Bu yaşananlardan şu iki sonuç çıkıyor:

- BİR: Kemal Kılıçdaroğlu ve arkadaşları, Davutoğlu ya da Karamollaoğlu'na karşı sergiledikleri özen ve dikkatin çeyreğini Muharrem İnce'ye karşı sergilemiş olsalardı... Anlaşma umudu daha çok olurdu. Anlaşma olmasa bile İnce, “haksızlıklara maruz kalmış bir isim” gibi kendisini sunamazdı.

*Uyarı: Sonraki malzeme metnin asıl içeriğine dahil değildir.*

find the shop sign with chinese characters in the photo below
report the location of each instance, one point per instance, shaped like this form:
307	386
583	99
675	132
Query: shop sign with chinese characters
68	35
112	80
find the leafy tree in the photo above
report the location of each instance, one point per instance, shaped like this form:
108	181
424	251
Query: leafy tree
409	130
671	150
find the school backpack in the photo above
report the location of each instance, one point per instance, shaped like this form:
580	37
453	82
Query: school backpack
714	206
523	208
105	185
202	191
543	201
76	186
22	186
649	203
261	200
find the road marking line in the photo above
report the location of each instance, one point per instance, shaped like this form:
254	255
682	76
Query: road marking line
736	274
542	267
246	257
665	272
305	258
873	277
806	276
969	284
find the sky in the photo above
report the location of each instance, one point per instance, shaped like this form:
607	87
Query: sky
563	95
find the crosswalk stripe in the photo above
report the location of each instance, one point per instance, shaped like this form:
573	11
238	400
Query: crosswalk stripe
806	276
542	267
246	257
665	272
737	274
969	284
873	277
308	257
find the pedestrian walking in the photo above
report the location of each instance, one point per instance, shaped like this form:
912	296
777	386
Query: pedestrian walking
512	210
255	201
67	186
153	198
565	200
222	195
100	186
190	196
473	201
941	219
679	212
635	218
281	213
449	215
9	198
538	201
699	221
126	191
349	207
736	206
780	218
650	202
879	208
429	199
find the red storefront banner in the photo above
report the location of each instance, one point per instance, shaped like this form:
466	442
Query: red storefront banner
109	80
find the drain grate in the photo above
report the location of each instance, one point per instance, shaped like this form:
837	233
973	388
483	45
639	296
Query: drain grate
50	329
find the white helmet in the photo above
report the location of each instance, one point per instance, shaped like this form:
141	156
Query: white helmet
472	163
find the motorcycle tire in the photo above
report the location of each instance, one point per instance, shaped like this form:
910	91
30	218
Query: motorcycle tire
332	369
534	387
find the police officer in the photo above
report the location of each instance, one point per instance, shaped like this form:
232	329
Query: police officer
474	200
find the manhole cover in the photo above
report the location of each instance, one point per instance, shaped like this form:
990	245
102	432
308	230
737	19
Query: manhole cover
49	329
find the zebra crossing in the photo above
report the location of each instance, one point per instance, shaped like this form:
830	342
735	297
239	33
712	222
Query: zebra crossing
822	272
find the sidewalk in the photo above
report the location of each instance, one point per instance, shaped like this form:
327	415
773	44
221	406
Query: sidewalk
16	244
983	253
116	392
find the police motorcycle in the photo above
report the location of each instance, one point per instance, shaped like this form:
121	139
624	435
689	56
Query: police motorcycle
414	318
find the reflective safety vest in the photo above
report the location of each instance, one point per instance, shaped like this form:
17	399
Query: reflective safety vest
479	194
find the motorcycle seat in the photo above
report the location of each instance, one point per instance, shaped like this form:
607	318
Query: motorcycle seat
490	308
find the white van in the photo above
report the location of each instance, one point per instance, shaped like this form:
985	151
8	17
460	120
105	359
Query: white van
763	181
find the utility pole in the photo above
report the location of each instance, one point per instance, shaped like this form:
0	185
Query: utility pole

- İKİ: Saldırarak, hakaret ederek, üzerine çullanarak, sosyal medya kampanyası düzenleyerek Meral Akşener'i masaya oturtanlar, aynı taktikle Muharrem İnce'yi masaya oturtamadılar. Siyaset işte böyle bir şeydir:

Her taktik, her durumda aynı sonuca yol açmaz.